Sta facendo un po' il ritratto del suo personaggio più famoso,
il detective Pepe Carvalho.
Sì, Pepe è nato proprio dall'osservazione del mondo che
avevo accanto, a Barcellona e in Catalogna. Non è una figura letteraria,
né una versione ironica di certi celebri eroi dei gialli: è
una figura che esiste davvero, lì in Catalogna. Io l'ho solo visto
e un po' trasformato per portarlo sulla pagina.

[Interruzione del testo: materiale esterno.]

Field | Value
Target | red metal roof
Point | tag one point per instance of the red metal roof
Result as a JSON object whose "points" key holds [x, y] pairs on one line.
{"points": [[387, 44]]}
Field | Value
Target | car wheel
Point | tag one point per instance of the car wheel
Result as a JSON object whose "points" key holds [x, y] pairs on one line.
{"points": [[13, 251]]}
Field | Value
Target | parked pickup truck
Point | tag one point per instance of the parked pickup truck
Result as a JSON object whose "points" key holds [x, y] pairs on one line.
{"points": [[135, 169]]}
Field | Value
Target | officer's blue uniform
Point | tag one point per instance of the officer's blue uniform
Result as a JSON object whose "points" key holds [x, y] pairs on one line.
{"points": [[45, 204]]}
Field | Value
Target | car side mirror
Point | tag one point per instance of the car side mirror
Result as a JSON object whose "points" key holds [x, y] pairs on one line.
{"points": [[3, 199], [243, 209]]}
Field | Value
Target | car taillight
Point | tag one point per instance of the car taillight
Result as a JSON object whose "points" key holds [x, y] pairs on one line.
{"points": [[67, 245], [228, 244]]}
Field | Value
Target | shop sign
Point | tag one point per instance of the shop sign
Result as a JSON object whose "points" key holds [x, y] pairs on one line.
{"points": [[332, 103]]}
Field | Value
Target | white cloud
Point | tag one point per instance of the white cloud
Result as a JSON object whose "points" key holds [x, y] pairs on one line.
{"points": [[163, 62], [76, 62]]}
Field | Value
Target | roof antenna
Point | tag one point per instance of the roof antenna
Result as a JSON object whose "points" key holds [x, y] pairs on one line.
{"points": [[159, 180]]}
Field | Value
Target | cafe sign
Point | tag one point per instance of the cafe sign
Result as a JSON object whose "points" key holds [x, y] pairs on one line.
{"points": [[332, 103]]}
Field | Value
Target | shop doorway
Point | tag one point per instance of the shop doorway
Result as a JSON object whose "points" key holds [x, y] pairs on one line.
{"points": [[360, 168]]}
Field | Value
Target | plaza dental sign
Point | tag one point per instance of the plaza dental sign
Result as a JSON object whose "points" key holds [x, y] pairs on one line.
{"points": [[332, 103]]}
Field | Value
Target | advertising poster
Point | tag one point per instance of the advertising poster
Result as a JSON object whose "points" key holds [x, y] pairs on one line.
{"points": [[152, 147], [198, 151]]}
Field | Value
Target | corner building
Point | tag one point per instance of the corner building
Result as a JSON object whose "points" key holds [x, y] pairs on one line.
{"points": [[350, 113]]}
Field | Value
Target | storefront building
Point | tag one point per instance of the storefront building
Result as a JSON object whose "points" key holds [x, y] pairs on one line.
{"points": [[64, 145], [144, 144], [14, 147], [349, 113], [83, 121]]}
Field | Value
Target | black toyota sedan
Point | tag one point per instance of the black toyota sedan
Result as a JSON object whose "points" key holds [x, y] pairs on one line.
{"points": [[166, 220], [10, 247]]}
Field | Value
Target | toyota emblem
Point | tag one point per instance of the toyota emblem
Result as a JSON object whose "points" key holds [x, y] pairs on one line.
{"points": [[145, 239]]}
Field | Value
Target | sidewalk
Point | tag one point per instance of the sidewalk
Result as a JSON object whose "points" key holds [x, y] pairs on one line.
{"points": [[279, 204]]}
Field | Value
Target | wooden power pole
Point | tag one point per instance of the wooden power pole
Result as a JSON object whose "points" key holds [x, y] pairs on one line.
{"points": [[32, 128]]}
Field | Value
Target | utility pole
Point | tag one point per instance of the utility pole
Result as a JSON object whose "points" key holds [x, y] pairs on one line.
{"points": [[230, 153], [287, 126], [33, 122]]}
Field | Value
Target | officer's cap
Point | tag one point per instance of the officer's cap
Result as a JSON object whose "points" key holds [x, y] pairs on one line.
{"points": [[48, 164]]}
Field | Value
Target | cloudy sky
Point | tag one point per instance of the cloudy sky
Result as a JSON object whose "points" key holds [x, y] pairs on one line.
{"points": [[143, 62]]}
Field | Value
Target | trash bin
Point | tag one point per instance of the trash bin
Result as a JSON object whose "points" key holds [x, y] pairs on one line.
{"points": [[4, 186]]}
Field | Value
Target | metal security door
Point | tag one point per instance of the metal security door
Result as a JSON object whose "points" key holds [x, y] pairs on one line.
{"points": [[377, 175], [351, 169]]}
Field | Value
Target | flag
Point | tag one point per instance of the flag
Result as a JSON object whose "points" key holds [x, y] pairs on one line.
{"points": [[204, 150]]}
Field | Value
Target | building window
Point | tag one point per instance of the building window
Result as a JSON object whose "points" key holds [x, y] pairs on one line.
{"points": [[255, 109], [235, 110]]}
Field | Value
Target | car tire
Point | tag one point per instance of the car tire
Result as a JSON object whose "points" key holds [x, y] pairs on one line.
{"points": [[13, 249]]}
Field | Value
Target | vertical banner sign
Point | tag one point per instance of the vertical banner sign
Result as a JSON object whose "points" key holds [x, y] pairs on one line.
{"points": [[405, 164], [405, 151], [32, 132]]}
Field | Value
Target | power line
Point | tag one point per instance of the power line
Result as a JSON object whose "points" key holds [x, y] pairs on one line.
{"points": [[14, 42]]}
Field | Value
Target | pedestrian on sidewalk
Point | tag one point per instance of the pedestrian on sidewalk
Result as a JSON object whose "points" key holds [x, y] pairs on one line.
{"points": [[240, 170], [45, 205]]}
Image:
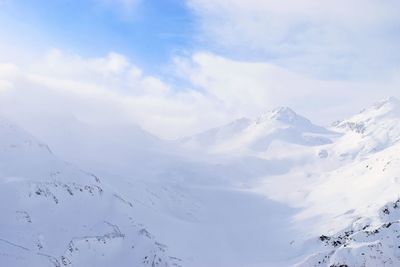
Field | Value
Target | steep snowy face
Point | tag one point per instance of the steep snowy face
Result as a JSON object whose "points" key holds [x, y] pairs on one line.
{"points": [[278, 125], [53, 214], [355, 212], [372, 130]]}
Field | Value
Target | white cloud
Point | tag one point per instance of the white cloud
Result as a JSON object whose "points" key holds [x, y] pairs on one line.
{"points": [[124, 7], [333, 38], [112, 90]]}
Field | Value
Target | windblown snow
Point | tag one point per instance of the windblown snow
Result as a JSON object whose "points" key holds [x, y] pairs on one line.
{"points": [[274, 191]]}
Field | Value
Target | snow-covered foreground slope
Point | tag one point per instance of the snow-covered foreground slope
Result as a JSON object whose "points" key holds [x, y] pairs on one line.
{"points": [[275, 191], [53, 214]]}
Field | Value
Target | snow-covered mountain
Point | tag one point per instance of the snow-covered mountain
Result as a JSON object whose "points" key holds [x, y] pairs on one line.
{"points": [[372, 130], [54, 214], [278, 125], [274, 191]]}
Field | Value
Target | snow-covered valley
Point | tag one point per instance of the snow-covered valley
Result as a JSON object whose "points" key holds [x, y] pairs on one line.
{"points": [[274, 191]]}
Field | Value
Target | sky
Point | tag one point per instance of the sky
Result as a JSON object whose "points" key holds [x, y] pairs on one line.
{"points": [[178, 67]]}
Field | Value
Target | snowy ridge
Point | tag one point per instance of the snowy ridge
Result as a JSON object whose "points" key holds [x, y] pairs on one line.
{"points": [[274, 191], [62, 216], [244, 135]]}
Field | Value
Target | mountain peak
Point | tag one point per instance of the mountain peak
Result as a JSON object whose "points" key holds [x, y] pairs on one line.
{"points": [[281, 114], [391, 103]]}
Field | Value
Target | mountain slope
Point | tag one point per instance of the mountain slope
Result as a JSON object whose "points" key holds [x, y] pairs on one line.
{"points": [[56, 215], [278, 125]]}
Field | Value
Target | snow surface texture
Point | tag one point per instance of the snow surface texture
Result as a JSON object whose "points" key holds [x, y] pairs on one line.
{"points": [[273, 191]]}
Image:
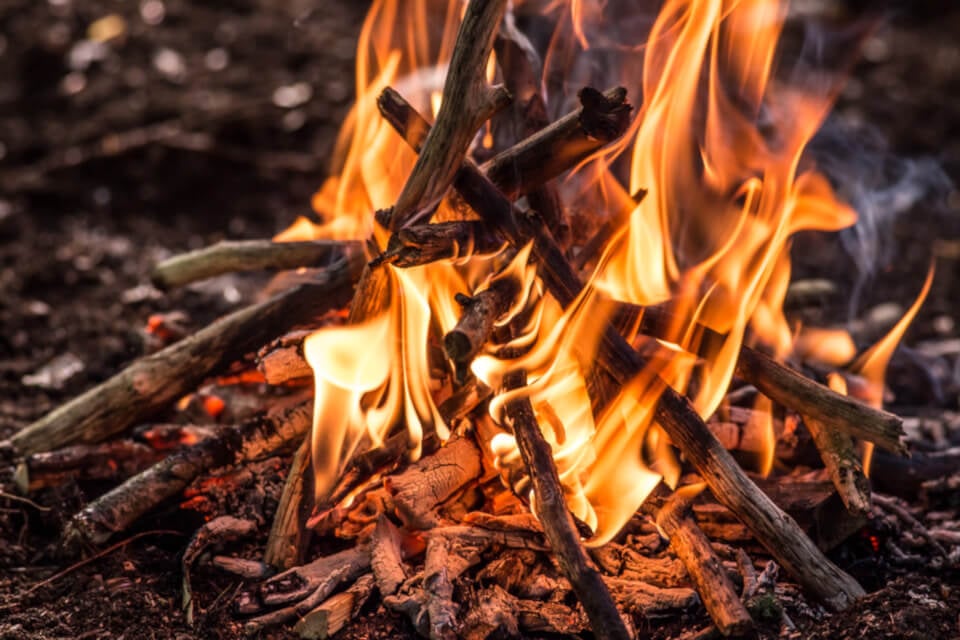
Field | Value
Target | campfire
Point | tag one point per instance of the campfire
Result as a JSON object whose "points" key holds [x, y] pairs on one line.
{"points": [[531, 360]]}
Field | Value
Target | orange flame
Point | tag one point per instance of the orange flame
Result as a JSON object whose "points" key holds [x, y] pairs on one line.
{"points": [[718, 146]]}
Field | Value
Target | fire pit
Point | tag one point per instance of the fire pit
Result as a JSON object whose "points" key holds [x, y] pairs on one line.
{"points": [[539, 364]]}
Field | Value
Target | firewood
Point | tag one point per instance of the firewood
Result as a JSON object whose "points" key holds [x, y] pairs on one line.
{"points": [[302, 589], [627, 563], [431, 480], [248, 255], [282, 360], [280, 428], [289, 537], [479, 312], [675, 415], [334, 614], [842, 461], [425, 243], [649, 601], [446, 558], [386, 557], [153, 382], [558, 525], [820, 403], [688, 542], [105, 461]]}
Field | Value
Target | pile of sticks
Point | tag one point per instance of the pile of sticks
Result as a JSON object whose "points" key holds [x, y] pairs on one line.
{"points": [[397, 515]]}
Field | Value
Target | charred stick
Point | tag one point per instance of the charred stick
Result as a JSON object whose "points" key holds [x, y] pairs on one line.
{"points": [[334, 614], [558, 524], [685, 428], [425, 243], [820, 403], [476, 323], [688, 542], [280, 429], [248, 255], [155, 381], [468, 102], [289, 536]]}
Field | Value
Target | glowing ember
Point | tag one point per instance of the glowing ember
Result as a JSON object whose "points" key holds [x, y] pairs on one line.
{"points": [[717, 144]]}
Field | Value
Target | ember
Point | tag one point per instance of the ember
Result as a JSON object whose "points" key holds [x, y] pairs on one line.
{"points": [[546, 332]]}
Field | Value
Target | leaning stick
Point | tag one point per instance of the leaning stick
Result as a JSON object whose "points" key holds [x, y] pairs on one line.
{"points": [[247, 255], [558, 524], [820, 403], [154, 382], [689, 543], [777, 531], [279, 429]]}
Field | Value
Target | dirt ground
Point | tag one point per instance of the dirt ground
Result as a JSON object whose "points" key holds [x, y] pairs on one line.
{"points": [[174, 136]]}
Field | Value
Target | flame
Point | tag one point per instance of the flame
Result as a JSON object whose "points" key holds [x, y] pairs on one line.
{"points": [[718, 145]]}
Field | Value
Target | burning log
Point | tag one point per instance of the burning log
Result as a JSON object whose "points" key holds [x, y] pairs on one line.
{"points": [[480, 311], [425, 243], [779, 533], [429, 482], [248, 255], [153, 382], [820, 403], [336, 612], [288, 535], [693, 548], [306, 587], [561, 532], [117, 509]]}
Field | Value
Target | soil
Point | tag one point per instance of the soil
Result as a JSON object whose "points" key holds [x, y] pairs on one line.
{"points": [[174, 136]]}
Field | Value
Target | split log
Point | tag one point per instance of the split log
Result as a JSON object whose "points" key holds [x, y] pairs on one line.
{"points": [[334, 614], [249, 255], [688, 542], [558, 524], [682, 424], [279, 429], [302, 588], [152, 383], [820, 403], [431, 480], [425, 243], [386, 557], [289, 537]]}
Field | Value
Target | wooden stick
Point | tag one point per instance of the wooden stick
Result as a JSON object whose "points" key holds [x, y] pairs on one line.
{"points": [[604, 117], [711, 580], [468, 102], [473, 330], [289, 537], [686, 429], [557, 522], [425, 243], [153, 382], [334, 614], [820, 403], [281, 428], [248, 255]]}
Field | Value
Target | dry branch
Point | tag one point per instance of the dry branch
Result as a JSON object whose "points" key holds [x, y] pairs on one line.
{"points": [[693, 548], [558, 524], [248, 255], [281, 428], [151, 383], [820, 403], [336, 612], [289, 536], [684, 427]]}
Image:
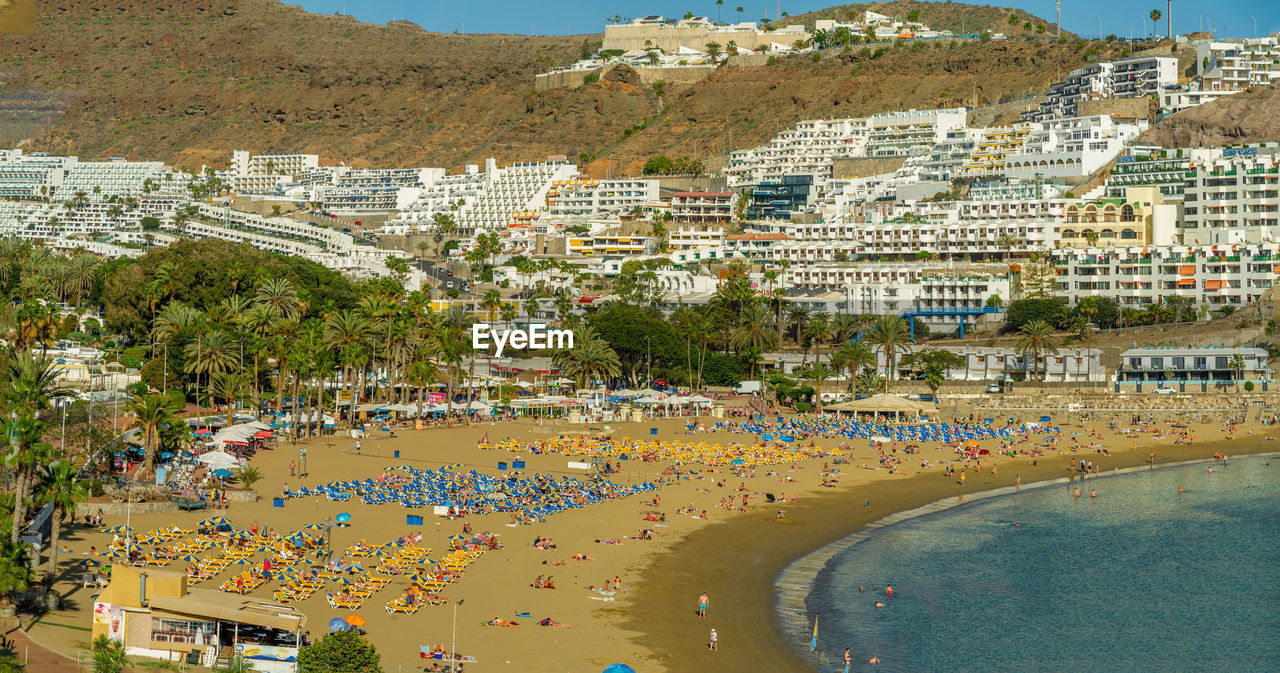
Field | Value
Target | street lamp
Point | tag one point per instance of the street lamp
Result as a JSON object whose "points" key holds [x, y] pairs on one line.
{"points": [[453, 646]]}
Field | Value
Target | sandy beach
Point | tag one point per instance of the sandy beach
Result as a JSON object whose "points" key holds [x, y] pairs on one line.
{"points": [[652, 623]]}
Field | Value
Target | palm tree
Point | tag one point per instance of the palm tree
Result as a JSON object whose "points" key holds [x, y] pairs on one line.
{"points": [[755, 333], [150, 415], [14, 568], [818, 374], [279, 294], [1008, 242], [347, 333], [892, 335], [798, 317], [1036, 339], [869, 381], [490, 302], [451, 351], [817, 332], [63, 489], [231, 387], [214, 352], [854, 357]]}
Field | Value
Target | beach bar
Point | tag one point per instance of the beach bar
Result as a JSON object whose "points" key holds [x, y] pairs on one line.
{"points": [[155, 614], [885, 404]]}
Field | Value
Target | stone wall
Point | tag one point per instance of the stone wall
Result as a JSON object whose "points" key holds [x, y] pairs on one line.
{"points": [[668, 74], [670, 39], [1134, 108], [864, 166], [1002, 113]]}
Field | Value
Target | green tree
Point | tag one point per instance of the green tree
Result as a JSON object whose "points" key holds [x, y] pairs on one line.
{"points": [[60, 488], [1036, 340], [343, 650], [892, 335], [150, 415]]}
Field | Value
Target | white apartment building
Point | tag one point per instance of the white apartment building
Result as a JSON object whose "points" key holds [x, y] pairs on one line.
{"points": [[1072, 147], [990, 152], [484, 201], [1233, 200], [1180, 99], [611, 245], [1239, 64], [101, 179], [1125, 78], [682, 238], [273, 163], [24, 175], [885, 27], [1211, 275], [584, 197], [912, 132], [366, 191], [805, 150]]}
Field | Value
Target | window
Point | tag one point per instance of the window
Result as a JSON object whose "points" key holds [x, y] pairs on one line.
{"points": [[184, 631]]}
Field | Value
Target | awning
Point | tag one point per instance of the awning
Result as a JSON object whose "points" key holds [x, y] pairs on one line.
{"points": [[231, 608]]}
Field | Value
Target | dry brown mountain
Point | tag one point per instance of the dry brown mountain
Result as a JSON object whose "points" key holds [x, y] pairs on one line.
{"points": [[1247, 117], [955, 17], [187, 81]]}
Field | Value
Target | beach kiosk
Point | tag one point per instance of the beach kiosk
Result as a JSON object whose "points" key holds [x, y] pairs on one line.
{"points": [[155, 614], [885, 404]]}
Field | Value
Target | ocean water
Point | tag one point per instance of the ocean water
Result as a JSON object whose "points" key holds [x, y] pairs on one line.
{"points": [[1139, 580]]}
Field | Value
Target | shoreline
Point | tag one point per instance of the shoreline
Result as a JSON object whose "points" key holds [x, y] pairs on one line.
{"points": [[795, 582], [741, 561]]}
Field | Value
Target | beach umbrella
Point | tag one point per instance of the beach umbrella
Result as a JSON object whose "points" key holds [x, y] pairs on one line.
{"points": [[338, 623]]}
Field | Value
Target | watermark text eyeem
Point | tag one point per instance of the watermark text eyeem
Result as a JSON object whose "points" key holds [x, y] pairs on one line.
{"points": [[535, 338]]}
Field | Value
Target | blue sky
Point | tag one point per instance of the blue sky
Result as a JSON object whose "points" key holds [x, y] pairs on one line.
{"points": [[1230, 18]]}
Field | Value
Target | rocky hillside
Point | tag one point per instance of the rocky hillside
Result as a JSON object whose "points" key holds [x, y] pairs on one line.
{"points": [[1247, 117], [955, 17], [187, 81]]}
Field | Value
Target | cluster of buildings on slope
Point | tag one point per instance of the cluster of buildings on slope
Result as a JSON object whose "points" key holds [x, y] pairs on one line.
{"points": [[120, 207], [657, 41]]}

A proposito di Carvalho: ha letto le storie del commissario Montalbano
di Camilleri? In fondo, pure se con diverse varianti, Montalbano sembra
un Carvalho siciliano...
Ho letto qualche libro di Camilleri e lo apprezzo molto. Ma io non
credo che Montalbano somigli a Carvalho, o almeno: vi somiglia quanto si
somigliano fra loro, senza conoscersi, molti uomini. Pepe Carvalho è
nato dal mondo che mi è capitato di osservare e che con la fantasia
ho adattato ad una realtà romanzesca, allo stesso modo in cui Montalbano
appartiene alla Sicilia che Camilleri ha visto e che ha reinventato con
un talento grandissimo.
Lei annota impietosamente i tic e le nevrosi dei suoi personaggi.
Può dirci, se ci sono, le sue piccole o grandi ossessioni?
Tutte quelle che non compaiono nei miei personaggi.
Può rispondere meno evasivamente?
D'accordo. Lo confesso. Un'ossessione ce l'ho. Ma non fa sorridere.
Quella di non riuscire più a scrivere, cioè di mettermi alla
scrivania e non saper più portare sulla pagina ciò che che
vedo e penso. Del successo, del consenso, dei guadagni, non mi interessa
nulla. Però voglio scrivere. Sempre.